Ein Pflegewohnstift, Kindertagesstätten, eine Wohngruppe für Menschen mit geistiger Behinderung, eine Tierschutzorganisation – die Schülerinnen und Schüler einer Förderschule für Sprache und Lernen hatten genaue Vorstellungen, wo und wie sie sich engagieren wollten. Die Liste war lang, aber ihnen fehlte noch der Zugang zu den Einrichtungen.

Das Projektteam von sozialgenial brachte sie mit der Leiterin einer Stabsstelle für Bürgerengagement zusammen. Die Stabsstelle verfügte über gute Verbindungen zu den örtlichen gemeinnützigen Vereinen und Einrichtungen und vermittelte den Erstkontakt für die Schüler. Diese stellten sich dort vor und vereinbarten selbstständig Aufgaben und Zeiten. Für ein Halbjahr engagierten sich die Schüler regelmäßig: Einige gestalteten Spielnachmittage für die Kleinkinder in der Tagesstätte. Andere boten Computerkurse für Senioren an. Im Unterricht diskutierten sie mit ihrem Lehrer ihre Erlebnisse und werteten ihre Erfahrungen gemeinsam aus.
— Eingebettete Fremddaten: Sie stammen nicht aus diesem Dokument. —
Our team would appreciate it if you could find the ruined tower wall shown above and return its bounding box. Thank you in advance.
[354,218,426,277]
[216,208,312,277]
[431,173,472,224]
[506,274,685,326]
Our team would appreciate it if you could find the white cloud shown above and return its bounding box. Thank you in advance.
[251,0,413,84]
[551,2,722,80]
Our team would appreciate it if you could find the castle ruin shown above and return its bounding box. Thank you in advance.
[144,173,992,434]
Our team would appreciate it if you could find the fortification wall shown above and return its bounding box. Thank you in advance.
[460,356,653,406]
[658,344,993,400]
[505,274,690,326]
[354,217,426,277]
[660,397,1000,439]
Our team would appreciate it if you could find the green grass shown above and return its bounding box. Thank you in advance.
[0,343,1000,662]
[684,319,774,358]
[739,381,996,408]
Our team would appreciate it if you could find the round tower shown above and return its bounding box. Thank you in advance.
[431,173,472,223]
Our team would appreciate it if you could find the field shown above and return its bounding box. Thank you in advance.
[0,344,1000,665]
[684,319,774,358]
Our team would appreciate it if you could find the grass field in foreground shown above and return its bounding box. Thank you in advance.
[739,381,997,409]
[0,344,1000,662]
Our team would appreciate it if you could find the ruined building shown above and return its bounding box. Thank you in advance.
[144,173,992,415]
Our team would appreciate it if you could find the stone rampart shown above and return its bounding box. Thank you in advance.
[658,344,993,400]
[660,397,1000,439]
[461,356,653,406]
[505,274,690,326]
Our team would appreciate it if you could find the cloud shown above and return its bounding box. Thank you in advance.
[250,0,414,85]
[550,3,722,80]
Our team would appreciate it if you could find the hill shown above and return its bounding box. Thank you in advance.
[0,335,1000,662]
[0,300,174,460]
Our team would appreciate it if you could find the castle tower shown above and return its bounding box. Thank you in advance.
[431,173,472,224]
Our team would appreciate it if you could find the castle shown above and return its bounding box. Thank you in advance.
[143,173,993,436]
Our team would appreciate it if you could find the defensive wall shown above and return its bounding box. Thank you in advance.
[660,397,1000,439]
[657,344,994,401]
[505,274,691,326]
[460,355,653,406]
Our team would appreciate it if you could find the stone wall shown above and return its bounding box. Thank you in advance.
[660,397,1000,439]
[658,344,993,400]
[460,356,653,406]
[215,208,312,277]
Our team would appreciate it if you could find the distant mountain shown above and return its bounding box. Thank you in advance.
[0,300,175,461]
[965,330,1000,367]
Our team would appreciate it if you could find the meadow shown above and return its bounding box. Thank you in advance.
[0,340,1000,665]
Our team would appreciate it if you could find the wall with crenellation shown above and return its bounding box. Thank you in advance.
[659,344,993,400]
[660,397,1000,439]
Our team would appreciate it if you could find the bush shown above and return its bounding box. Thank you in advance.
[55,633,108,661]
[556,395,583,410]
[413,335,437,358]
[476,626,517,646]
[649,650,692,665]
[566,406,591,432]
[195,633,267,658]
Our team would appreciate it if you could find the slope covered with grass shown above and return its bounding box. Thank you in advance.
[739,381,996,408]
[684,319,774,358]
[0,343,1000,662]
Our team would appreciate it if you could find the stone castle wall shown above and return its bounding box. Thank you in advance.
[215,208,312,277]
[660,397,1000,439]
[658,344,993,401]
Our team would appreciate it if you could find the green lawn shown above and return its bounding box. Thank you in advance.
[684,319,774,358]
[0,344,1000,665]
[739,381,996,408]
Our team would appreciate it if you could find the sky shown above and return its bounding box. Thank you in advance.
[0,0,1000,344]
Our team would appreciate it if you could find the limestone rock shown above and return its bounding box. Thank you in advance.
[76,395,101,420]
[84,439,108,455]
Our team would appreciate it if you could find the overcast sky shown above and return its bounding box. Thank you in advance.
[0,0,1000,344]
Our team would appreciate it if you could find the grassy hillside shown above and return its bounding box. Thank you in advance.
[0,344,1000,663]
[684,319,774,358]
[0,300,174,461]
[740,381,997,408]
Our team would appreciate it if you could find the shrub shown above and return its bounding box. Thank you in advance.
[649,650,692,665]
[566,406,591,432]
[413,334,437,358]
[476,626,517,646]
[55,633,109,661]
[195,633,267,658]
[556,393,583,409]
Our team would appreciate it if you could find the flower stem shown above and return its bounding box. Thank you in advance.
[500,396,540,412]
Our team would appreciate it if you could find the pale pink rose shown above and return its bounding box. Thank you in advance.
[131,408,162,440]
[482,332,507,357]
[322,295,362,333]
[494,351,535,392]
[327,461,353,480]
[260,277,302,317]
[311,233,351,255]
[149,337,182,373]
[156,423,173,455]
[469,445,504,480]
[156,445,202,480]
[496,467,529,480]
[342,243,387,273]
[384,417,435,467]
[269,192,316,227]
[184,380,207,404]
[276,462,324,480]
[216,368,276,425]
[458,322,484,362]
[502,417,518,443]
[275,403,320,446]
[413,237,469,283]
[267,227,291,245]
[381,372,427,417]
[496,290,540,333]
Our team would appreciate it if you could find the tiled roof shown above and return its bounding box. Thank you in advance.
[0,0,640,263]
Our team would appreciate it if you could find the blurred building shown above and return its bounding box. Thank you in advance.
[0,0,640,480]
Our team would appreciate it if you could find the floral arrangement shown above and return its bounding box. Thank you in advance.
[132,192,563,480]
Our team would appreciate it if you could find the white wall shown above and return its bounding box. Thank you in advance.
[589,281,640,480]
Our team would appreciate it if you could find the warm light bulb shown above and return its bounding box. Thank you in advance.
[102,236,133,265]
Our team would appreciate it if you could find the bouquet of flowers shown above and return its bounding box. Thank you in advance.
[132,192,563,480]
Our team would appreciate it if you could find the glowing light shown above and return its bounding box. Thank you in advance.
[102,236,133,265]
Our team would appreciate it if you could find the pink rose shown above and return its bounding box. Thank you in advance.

Bei dem feierlichen Projektabschluss im Rathaus stellten sie ihre Schulprojekte in einer Ergebnisgalerie vor und erhielten als Anerkennung für ihren Einsatz Zertifikate. Die Lokalzeitung berichtete über die jungen Engagierten. Alle Akteure profitierten von der gemeinsamen Öffentlichkeitsarbeit. Sie begeisterten neue Partner für ihre Projekte und gewannen Ideen für zukünftiges Engagement.